Prioritization has also varied in each state, and those priorities have been subject to change, often leaving both vaccinators and the public confused. “So that has created a challenging, confusing, and complicated rollout across the country,” Kates said. But narrow prioritization isn’t holding the United States back now—about 150 million people, or around half of the population, are eligible for vaccines. And more importantly, Kates said, pitting speed against prioritizing the vulnerable is a false dichotomy. “The juxtaposition has been speed versus equity, and I don’t think they have to be at odds with each other. I think that you can really focus on getting shots in arms and equity at the same time,” she said. “Equity has to be at the forefront of all these approaches across the country, but you can still do a speedy approach. We can do both.”
Perhaps the most important lesson is to be flexible and adapt as the situation evolves. When Hoyer heard about cases in other states where vaccinators discarded doses instead of giving them to people outside of the priority group, he laughed in disbelief: “If somebody throws one away here, they’re gonna get a personal visit—probably from me followed by the governor.” Identifying backup appointments among priority groups, and then making rare exceptions when there are a few leftover doses, can help stretch each vial. “Every shot you get in an arm potentially saves a life,” Hoyer remembers the governor telling him.

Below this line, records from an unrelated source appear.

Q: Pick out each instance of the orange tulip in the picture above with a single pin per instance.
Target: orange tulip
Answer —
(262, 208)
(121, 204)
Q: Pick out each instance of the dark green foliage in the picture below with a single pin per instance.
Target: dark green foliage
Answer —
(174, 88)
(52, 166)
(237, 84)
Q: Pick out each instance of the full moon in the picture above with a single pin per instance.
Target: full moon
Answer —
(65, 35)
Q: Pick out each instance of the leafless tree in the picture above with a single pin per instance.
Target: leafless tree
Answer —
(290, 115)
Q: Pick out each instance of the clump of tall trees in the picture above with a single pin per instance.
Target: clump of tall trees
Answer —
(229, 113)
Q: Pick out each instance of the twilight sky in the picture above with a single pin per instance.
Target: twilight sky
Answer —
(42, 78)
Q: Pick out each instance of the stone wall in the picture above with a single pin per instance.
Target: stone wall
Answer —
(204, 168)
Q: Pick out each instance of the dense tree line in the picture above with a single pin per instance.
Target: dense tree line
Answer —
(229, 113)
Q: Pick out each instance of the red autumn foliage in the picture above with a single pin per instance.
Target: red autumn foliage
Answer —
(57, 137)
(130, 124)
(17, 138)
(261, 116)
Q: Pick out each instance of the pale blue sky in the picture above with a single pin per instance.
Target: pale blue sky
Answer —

In any fast-moving, high-stakes operation like this, there are sure to be mistakes, and no system will be right for everyone. “What we did right in West Virginia—I would not be doing a service [in] trying to impose the exact West Virginia model on somebody else,” said Hoyer. Even within the state, the task force has helped counties develop what each vaccination plan would look like, depending on their needs and capabilities: Those with bigger populations created mass vaccination sites, while those with harder-to-reach residents even went door to door to vaccinate. But successful campaigns all started with strong, top-level collaboration to make the process as easy as possible while focusing on those at particular risk. And that can be the difference between life and death.